A Praça da Matriz, onde fora improvisado o altar-mor, botava gente pelo ladrão de tão cheia. O prefeito Sinduca Ferreira, o grande mentor da festa, não poupou recursos para o transporte de gente dos mais longínquos lugarejos. Ele sabia que, homenageando o boníssimo sacerdote, a popularidade dele também seria homenageada com muito mais votos, e as eleições já estavam batendo à porta.
A missa campal, celebrada pelo monsenhor Benevides, oriundo da capital, com direito a banda de música e salva de fogos de artifícios, transcorria dentro da normalidade quando uma inesperada indisposição intestinal fez o prefeito Sinduca Ferreira pedir, discretamente, licença e sair do altar para trancar-se no sanitário da igreja Matriz a alguns metros da praça.

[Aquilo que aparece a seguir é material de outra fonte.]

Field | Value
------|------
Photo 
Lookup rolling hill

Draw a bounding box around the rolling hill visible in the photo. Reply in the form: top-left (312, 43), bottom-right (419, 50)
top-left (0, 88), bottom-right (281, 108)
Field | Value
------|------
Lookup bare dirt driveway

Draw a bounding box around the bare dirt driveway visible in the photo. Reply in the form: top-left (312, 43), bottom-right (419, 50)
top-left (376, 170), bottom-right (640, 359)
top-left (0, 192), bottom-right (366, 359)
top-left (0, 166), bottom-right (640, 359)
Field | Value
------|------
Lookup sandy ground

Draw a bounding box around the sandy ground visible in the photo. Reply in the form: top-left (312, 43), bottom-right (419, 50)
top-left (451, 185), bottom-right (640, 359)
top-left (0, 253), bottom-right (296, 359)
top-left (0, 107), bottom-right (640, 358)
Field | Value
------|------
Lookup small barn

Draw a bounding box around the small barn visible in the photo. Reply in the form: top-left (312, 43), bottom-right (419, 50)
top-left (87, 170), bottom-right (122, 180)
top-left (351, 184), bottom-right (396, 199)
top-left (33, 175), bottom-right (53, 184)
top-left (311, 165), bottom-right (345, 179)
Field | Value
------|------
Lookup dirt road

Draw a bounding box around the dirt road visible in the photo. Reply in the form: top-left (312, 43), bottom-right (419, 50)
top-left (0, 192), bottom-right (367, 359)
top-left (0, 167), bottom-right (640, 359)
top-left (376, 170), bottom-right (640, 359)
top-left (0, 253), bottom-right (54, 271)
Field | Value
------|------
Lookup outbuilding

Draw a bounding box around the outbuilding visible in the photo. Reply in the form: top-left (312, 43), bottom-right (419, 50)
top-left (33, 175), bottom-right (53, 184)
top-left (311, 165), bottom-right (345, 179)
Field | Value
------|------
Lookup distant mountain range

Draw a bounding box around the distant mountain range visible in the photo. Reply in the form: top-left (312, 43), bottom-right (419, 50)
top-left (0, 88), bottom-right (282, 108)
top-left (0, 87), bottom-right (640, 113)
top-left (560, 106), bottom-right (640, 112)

Com isso, o pomposo Sacramento transcorreu sem a presença efetiva do prefeito.
Após a missa, com o povão na praça já demonstrando impaciência com o prefeito que teimava em não voltar para fazer o seu discurso, o padre Ambrósio, com o intuito de conter o agito da caboclada, dirigiu-se ao microfone e adiantou a sua retórica. Disse o venerável padre diante da atenção de todos:
─ Meus queridos irmãos... Já se passaram 25 anos da minha chegada aqui e posso lhes dizer que a primeira impressão que tive desta cidade foi a pior possível! Lembro-me de que o primeiro rapaz a ter-se comigo confidenciou-me que iniciara a sua vida de delito roubando uma bicicleta, em seguida passou a roubar motos, canoas, carros... roubando inclusive dinheiro dos pais, tios e avós. Confessou também que, quando fumava maconha, relacionava-se homossexualmente com outros drogados e, até com as bezerras da fazenda do pai. Sinceramente, naquele instante, pensei que eu tivesse chagado ao inferno. Mas, com o passar do tempo, fui me certificando de que aquele rapaz não passava de uma exceção neste lugar. Para o meu alívio, ele sumiu da paróquia. Soube que foi estudar na capital. E hoje posso afirmar a todos que esta cidade é, acima de tudo, uma terra de gente ordeira, pacata, honesta, cristã e trabalhadora!
Nisso o prefeito retornou ao altar, juntando-se aos seus correligionários políticos, autoridades e à primeira dama, Dona Ziloca, que já não escondia sua irritação com a demora do ilustre esposo. O padre Ambrósio tratou de encerrar a sua oratória agradecendo as presenças, recebendo as merecidas palmas e, em seguida, passou a palavra ao gestor do município. Sinduca Ferreira estufou o peito e, em meio aos aplausos e apupos da multidão, iniciou o seu discurso mais ou menos assim:
─ Meus queridos conterrâneos! Parece ontem, mas já se passaram 25 anos da chegada a nossa querida cidade (pondo a mão no ombro do sacerdote) do nosso respeitável padre Ambrósio! E terminou assim:
─ Eu, ainda hoje, sinto um misto de honra e orgulho de ter sido o primeiro rapaz desta cidade a se confessar com o este venerável enviado de Deus ao nosso município. Viva as Bodas de Prata Sacerdotal do nosso querido padre Ambrósio!!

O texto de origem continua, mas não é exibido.